Em dois anos

João Lisboa faz mais de 1.400 reconhecimentos de paternidade

Projeto visa estabelecer a formação de vínculos familiares e afetivos entre a criança e o genitor.
Imirante.com, com informações da Assessoria16/01/2019 às 08h53
João Lisboa faz mais de 1.400 reconhecimentos de paternidade"O pai tem a obrigação de participar do sustento da criança". (Foto: Reprodução)

JOÃO LISBOA - O "Nome do Pai" é um projeto do Ministério Público do Maranhão, implementado no município de João Lisboa, cujo objetivo é identificar a paternidade de crianças e adolescentes que só possuem o nome da mãe na certidão de nascimento.

Idealizado pela promotora de Justiça Maria José Lopes Corrêa, titular da 2ª Promotoria de Justiça de João Lisboa, a ação tem, ainda, a finalidade de estabelecer a formação de vínculos familiares e afetivos entre a criança e o genitor.

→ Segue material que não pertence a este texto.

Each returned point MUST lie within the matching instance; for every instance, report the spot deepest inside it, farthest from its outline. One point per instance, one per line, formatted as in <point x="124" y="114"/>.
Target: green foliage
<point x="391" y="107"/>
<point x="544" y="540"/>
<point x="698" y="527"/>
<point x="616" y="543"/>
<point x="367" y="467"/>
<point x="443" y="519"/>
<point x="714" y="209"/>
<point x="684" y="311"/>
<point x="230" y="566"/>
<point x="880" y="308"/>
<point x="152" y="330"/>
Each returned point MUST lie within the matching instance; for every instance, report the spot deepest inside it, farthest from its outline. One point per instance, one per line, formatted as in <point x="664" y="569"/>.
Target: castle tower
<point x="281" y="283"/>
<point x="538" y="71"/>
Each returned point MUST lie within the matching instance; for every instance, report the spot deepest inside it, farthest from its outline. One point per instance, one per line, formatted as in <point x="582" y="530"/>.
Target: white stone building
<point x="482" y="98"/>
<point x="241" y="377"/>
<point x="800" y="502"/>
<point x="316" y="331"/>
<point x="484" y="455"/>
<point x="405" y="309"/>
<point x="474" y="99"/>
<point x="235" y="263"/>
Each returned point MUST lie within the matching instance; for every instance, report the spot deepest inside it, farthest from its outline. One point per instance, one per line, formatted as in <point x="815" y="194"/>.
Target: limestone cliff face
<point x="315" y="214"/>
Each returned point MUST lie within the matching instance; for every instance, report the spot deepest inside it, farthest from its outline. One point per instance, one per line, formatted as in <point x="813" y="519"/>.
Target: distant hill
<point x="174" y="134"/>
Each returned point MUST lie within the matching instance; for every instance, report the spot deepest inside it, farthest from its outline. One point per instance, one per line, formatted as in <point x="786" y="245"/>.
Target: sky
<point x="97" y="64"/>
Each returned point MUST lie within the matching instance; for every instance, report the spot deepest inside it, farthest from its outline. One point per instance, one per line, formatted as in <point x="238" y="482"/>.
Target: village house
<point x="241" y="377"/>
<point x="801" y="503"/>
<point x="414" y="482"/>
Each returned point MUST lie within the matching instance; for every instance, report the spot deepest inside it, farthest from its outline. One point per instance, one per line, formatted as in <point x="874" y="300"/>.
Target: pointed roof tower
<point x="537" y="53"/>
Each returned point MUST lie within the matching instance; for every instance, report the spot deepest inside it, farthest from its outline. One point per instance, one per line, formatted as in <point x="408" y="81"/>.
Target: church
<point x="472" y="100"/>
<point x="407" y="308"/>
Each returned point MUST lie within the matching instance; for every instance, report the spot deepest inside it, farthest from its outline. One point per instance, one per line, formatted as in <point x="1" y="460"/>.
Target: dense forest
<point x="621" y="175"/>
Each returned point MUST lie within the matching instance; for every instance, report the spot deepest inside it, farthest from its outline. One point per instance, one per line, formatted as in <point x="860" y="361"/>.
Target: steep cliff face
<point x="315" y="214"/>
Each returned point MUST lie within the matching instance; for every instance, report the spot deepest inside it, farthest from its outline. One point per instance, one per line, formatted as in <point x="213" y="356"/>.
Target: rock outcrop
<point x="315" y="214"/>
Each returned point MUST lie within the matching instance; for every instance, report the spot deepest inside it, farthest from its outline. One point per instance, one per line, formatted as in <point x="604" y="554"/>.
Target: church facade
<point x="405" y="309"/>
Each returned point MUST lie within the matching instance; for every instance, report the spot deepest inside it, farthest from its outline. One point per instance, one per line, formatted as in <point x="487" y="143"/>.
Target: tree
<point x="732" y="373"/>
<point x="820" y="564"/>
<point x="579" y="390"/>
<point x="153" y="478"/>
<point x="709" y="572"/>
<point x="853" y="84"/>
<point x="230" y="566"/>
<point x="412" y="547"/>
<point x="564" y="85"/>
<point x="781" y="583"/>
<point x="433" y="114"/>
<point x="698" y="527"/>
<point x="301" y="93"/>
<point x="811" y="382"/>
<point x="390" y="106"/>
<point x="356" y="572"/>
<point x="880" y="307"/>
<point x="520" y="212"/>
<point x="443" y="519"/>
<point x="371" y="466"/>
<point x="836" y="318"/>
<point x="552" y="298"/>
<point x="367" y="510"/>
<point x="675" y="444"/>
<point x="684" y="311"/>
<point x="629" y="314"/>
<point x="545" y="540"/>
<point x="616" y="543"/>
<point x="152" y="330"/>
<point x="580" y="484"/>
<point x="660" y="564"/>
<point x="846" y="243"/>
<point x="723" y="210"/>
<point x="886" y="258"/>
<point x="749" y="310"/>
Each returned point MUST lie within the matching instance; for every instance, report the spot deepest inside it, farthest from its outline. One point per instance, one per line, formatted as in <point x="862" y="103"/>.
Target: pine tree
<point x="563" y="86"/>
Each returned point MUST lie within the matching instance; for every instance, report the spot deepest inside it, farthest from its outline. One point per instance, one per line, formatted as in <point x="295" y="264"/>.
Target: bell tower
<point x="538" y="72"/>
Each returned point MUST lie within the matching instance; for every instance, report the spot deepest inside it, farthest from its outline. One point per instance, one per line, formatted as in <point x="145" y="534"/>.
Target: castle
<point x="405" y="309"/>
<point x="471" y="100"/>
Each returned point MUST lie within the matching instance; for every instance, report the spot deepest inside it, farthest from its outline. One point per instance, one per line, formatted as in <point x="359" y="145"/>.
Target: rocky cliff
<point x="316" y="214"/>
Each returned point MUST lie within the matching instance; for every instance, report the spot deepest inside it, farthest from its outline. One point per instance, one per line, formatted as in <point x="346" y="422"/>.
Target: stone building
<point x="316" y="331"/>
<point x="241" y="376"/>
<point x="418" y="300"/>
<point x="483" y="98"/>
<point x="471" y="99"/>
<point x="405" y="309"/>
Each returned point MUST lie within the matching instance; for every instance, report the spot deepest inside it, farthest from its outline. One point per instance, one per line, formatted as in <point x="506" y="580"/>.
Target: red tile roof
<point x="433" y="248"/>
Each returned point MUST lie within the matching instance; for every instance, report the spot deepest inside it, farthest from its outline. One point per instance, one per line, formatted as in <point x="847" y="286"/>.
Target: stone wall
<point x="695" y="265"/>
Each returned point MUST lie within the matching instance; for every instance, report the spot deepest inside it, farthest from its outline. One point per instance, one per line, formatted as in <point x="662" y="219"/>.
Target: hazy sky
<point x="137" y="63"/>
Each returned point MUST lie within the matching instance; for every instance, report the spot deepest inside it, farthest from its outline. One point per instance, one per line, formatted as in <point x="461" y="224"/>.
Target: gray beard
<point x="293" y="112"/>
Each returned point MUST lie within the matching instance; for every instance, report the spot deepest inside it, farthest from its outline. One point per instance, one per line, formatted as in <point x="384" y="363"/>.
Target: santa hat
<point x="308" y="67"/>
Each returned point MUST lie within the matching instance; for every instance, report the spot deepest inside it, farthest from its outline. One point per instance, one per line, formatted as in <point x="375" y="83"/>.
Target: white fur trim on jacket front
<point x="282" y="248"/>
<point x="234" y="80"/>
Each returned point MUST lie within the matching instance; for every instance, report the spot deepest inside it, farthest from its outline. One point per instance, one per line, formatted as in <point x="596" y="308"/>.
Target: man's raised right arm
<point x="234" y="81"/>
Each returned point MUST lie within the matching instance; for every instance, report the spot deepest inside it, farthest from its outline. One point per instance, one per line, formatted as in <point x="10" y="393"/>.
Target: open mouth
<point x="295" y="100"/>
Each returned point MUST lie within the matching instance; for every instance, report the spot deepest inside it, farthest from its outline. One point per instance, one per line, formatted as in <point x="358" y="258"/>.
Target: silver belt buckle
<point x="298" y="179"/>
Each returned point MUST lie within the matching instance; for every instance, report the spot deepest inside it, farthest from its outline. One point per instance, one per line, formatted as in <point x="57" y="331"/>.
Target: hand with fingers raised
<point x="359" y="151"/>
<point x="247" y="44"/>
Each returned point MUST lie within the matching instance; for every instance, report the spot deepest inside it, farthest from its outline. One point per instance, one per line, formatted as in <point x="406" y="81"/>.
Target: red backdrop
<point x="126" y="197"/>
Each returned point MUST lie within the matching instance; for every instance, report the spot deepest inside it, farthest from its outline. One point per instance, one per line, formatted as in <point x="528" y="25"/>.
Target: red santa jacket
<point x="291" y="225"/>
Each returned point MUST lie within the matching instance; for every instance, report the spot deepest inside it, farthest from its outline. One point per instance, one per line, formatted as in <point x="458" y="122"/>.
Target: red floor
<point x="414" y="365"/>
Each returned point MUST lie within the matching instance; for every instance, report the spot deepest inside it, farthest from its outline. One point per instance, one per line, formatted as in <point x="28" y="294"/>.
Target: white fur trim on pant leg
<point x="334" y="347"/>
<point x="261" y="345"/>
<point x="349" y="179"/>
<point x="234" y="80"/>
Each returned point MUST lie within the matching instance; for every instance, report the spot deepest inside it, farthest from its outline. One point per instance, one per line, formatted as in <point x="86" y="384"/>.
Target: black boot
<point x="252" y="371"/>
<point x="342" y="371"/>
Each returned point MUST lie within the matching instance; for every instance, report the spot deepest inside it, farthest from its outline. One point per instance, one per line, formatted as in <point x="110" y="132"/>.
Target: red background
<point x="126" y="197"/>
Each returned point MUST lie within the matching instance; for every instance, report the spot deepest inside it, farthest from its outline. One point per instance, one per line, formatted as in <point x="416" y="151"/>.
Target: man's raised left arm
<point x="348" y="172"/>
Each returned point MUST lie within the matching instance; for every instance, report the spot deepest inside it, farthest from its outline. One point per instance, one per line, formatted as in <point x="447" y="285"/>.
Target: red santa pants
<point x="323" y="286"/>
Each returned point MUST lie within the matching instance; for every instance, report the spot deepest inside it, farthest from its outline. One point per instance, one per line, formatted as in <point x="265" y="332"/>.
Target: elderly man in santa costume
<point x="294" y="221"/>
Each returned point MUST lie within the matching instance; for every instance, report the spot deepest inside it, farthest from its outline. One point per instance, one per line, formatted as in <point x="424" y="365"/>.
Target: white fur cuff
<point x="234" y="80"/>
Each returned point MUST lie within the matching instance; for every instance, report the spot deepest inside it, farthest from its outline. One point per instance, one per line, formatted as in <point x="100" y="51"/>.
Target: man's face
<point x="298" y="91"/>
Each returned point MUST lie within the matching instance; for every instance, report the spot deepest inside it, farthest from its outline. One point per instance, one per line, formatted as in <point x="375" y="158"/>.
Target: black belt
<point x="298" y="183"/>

Iniciado em 2017, o projeto já realizou mais de 1.400 reconhecimentos de paternidade no município. O levantamento dos dados de crianças sem o registro do nome do pai é feito por meio de informações enviadas mensalmente pelo Cartório de Registro de Pessoas Naturais à Promotoria. Além disso, as escolas também fornecem a relação de alunos matriculados sem o nome do pai no registro de nascimento.

Com os dados, o Ministério Público procura a mãe da criança ou do adolescente, que fornece as informações sobre o pai. Em seguida, o MP convoca o genitor e o instiga a reconhecer a paternidade, a manter vínculos familiares e afetivos, além de contribuir financeiramente para o sustento da criança.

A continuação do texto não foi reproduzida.